There is no reaching the pole from the wall.


----------



## pwood (Feb 7, 2012)

taggers should be shot on sight! Pick off a couple of them and the rest will think twice when they buy spray paint. They should require photo id and a waiting period to buy spray paint. If these guys aren't defacing private property with it, they are probably huffing it!


----------



## Papio Bldg Dept (Feb 7, 2012)

I've seen guys bring out ladders to tag these signs and bill-boards.  Sometimes they are more creative with getting to a spot than with what they will tag there.  Too bad that creativity can't be applied in a more positive manner without defacing public/private property.  There has to be a community mural somewhere that needs a good artist.


----------



## brudgers (Feb 7, 2012)

pwood said:
			
		

> taggers should be shot on sight!

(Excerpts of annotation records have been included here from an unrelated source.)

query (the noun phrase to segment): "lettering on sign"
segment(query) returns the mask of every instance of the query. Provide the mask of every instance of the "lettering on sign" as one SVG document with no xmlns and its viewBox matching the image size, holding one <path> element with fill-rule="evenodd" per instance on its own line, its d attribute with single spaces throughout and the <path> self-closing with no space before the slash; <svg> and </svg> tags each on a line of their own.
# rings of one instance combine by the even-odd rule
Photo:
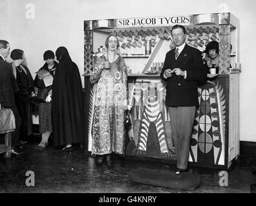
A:
<svg viewBox="0 0 256 206">
<path fill-rule="evenodd" d="M 177 24 L 188 25 L 190 23 L 190 17 L 173 16 L 148 18 L 121 19 L 116 20 L 117 28 L 130 26 L 171 26 Z"/>
</svg>

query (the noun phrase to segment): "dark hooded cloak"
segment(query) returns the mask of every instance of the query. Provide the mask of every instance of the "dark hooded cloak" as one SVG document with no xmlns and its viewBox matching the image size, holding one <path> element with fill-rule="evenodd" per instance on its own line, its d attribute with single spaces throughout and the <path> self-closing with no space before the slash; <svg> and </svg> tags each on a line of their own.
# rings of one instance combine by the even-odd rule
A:
<svg viewBox="0 0 256 206">
<path fill-rule="evenodd" d="M 84 102 L 78 67 L 66 48 L 55 52 L 59 61 L 52 87 L 52 119 L 55 146 L 84 142 Z"/>
</svg>

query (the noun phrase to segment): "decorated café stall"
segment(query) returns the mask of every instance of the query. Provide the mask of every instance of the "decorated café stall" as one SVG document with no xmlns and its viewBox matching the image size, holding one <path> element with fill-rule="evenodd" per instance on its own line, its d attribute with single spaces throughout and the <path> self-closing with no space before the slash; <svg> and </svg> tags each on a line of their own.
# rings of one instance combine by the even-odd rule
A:
<svg viewBox="0 0 256 206">
<path fill-rule="evenodd" d="M 239 21 L 230 13 L 84 21 L 86 150 L 92 147 L 93 93 L 90 83 L 97 59 L 106 52 L 110 33 L 120 42 L 128 67 L 128 104 L 132 126 L 127 130 L 125 156 L 175 162 L 175 149 L 165 82 L 159 77 L 166 53 L 175 47 L 172 27 L 184 26 L 186 43 L 203 52 L 219 42 L 219 73 L 199 84 L 189 161 L 228 169 L 239 154 Z M 231 65 L 231 68 L 230 68 Z M 182 129 L 182 128 L 181 128 Z"/>
</svg>

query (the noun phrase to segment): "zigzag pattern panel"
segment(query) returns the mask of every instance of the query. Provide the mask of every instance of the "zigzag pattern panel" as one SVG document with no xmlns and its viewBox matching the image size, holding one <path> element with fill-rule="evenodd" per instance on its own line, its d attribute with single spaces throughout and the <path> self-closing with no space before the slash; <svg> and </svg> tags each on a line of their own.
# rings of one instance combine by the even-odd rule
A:
<svg viewBox="0 0 256 206">
<path fill-rule="evenodd" d="M 230 73 L 230 25 L 220 25 L 219 33 L 219 73 L 228 74 Z"/>
<path fill-rule="evenodd" d="M 84 74 L 93 72 L 92 31 L 84 31 Z"/>
</svg>

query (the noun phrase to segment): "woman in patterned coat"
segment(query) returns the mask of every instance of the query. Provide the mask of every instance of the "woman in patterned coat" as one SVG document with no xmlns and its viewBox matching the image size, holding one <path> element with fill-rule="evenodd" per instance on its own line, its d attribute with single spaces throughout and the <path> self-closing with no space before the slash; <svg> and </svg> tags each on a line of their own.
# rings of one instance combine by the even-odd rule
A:
<svg viewBox="0 0 256 206">
<path fill-rule="evenodd" d="M 97 165 L 105 160 L 112 168 L 112 152 L 123 154 L 124 151 L 124 117 L 127 109 L 127 68 L 117 52 L 117 38 L 109 35 L 105 42 L 106 54 L 98 58 L 92 84 L 97 84 L 94 100 L 94 117 L 91 128 L 92 154 L 98 155 Z M 110 62 L 110 66 L 106 66 Z M 104 65 L 105 64 L 105 66 Z"/>
</svg>

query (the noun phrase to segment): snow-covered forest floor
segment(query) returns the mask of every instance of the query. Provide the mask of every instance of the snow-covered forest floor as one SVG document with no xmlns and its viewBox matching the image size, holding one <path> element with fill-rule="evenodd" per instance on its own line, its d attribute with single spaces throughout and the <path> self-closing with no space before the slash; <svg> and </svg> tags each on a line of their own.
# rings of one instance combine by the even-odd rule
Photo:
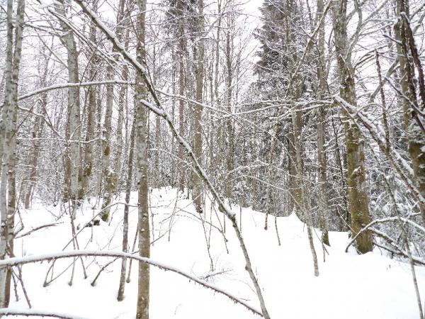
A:
<svg viewBox="0 0 425 319">
<path fill-rule="evenodd" d="M 228 240 L 227 253 L 223 236 L 218 230 L 221 228 L 220 223 L 222 224 L 222 214 L 211 211 L 208 203 L 206 221 L 203 226 L 191 201 L 179 198 L 176 203 L 176 190 L 170 189 L 154 190 L 150 194 L 154 229 L 151 240 L 157 240 L 151 248 L 151 258 L 193 276 L 206 278 L 210 283 L 259 308 L 230 223 L 227 223 L 225 232 Z M 123 203 L 124 196 L 115 201 Z M 137 193 L 135 192 L 132 194 L 131 203 L 135 205 L 135 203 Z M 93 198 L 91 203 L 84 203 L 78 212 L 76 228 L 84 225 L 98 212 L 100 205 L 98 203 L 93 208 L 94 204 Z M 85 228 L 78 235 L 79 248 L 120 250 L 123 207 L 122 204 L 113 207 L 109 225 L 101 223 L 98 226 Z M 232 209 L 237 213 L 239 222 L 239 208 L 234 205 Z M 137 227 L 137 208 L 130 207 L 130 212 L 131 250 Z M 40 203 L 27 211 L 21 210 L 25 229 L 21 233 L 50 223 L 62 223 L 16 239 L 16 256 L 62 251 L 72 237 L 72 229 L 69 215 L 63 214 L 59 218 L 60 215 L 59 206 L 45 207 Z M 320 275 L 315 277 L 307 228 L 295 214 L 277 218 L 280 246 L 278 244 L 274 217 L 270 216 L 268 230 L 264 228 L 263 213 L 243 208 L 242 218 L 242 234 L 272 318 L 417 318 L 417 303 L 407 263 L 391 259 L 378 248 L 363 255 L 358 255 L 353 248 L 346 253 L 345 247 L 348 242 L 346 233 L 330 233 L 332 247 L 326 248 L 329 254 L 324 254 L 318 240 L 319 230 L 316 230 L 314 244 Z M 209 223 L 214 227 L 210 228 Z M 210 258 L 207 242 L 210 246 Z M 65 248 L 73 249 L 72 244 Z M 77 260 L 72 286 L 68 284 L 72 269 L 69 267 L 45 288 L 43 281 L 51 263 L 24 265 L 22 268 L 23 282 L 33 309 L 86 318 L 134 318 L 137 290 L 137 262 L 133 263 L 132 280 L 126 285 L 125 298 L 122 302 L 116 300 L 120 268 L 119 259 L 101 274 L 94 286 L 91 285 L 102 265 L 111 260 L 112 258 L 105 257 L 85 258 L 84 264 L 89 275 L 86 279 L 84 278 L 81 262 Z M 62 272 L 72 262 L 71 259 L 57 260 L 53 276 Z M 425 268 L 416 267 L 416 275 L 421 294 L 425 296 Z M 150 280 L 149 317 L 153 319 L 259 318 L 227 297 L 178 274 L 151 267 Z M 19 284 L 18 286 L 19 301 L 16 301 L 15 291 L 12 291 L 13 301 L 10 308 L 27 308 Z"/>
</svg>

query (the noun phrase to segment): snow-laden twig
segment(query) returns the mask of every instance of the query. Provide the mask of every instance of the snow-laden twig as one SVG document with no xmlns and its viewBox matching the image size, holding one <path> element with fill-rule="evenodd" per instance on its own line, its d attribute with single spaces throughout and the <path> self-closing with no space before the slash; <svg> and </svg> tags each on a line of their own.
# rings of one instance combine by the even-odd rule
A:
<svg viewBox="0 0 425 319">
<path fill-rule="evenodd" d="M 368 225 L 366 225 L 365 227 L 363 227 L 356 235 L 356 236 L 354 236 L 353 238 L 351 239 L 350 242 L 347 245 L 347 247 L 346 247 L 346 250 L 345 250 L 346 252 L 347 252 L 347 251 L 348 250 L 348 247 L 353 244 L 353 242 L 354 242 L 354 240 L 356 240 L 356 239 L 360 235 L 360 234 L 361 234 L 362 233 L 363 233 L 368 230 L 370 230 L 373 225 L 382 223 L 397 222 L 397 221 L 402 221 L 403 223 L 409 223 L 409 224 L 412 225 L 412 226 L 421 230 L 425 235 L 425 228 L 424 227 L 421 226 L 420 225 L 416 224 L 413 220 L 410 220 L 409 219 L 404 218 L 403 217 L 395 216 L 395 217 L 388 217 L 387 218 L 375 219 L 375 220 L 372 220 L 370 223 L 369 223 Z M 376 232 L 374 232 L 374 233 L 376 233 Z M 417 261 L 417 260 L 415 260 L 415 261 Z M 425 263 L 425 261 L 424 261 L 424 260 L 419 259 L 419 262 L 421 262 L 422 264 Z"/>
<path fill-rule="evenodd" d="M 183 277 L 188 279 L 191 281 L 196 282 L 196 284 L 199 284 L 200 285 L 208 288 L 218 293 L 221 293 L 222 295 L 225 296 L 229 298 L 235 303 L 239 303 L 240 305 L 244 306 L 248 310 L 252 311 L 256 315 L 259 315 L 263 316 L 261 311 L 259 309 L 256 309 L 255 307 L 249 305 L 243 300 L 237 297 L 236 296 L 230 293 L 228 291 L 226 291 L 221 288 L 210 284 L 205 280 L 200 279 L 198 277 L 196 277 L 191 274 L 184 272 L 183 270 L 179 269 L 178 268 L 174 267 L 172 266 L 167 265 L 166 264 L 159 262 L 154 260 L 151 259 L 150 258 L 142 257 L 137 255 L 134 255 L 132 254 L 130 254 L 128 252 L 114 252 L 114 251 L 107 251 L 107 252 L 99 252 L 96 250 L 72 250 L 69 252 L 59 252 L 55 253 L 50 253 L 50 254 L 44 254 L 40 255 L 35 256 L 26 256 L 23 257 L 13 257 L 7 259 L 0 260 L 0 267 L 5 266 L 16 266 L 18 264 L 29 264 L 32 262 L 42 262 L 45 260 L 55 260 L 62 258 L 71 258 L 76 257 L 84 257 L 84 256 L 92 256 L 92 257 L 118 257 L 123 258 L 126 257 L 128 259 L 136 259 L 139 262 L 146 262 L 147 264 L 150 264 L 151 266 L 156 267 L 159 268 L 160 269 L 164 271 L 170 271 L 172 272 L 175 272 L 176 274 L 178 274 Z M 61 317 L 58 317 L 61 318 Z M 70 318 L 72 317 L 64 317 L 64 318 Z"/>
<path fill-rule="evenodd" d="M 13 309 L 11 308 L 0 308 L 0 315 L 6 316 L 18 316 L 23 315 L 25 317 L 50 317 L 59 318 L 61 319 L 86 319 L 84 317 L 76 315 L 67 315 L 60 313 L 52 313 L 50 311 L 44 311 L 38 310 L 24 310 L 24 309 Z"/>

Pick off a couple of them and the rest will think twice when they buy spray paint. They should require photo id and a waiting period to buy spray paint. If these guys aren't defacing private property with it, they are probably huffing it!


  Should the waiting period for spray paint be longer than the one for ammo to pick them off with?


----------



## pwood (Feb 7, 2012)

brudgers said:
			
		

> Should the waiting period for spray paint be longer than the one for ammo to pick them off with?


 i think you are onto something that will work here:mrgreen:


----------



## ICE (Feb 9, 2012)

Well back on topic.  If given a chance, most people will make the right choices.


----------



## ICE (Feb 16, 2012)

It makes me nervous when untrained young men are on a roof.  They don't fear the service drop.  They seem to be just as happy as if they had good sense.


----------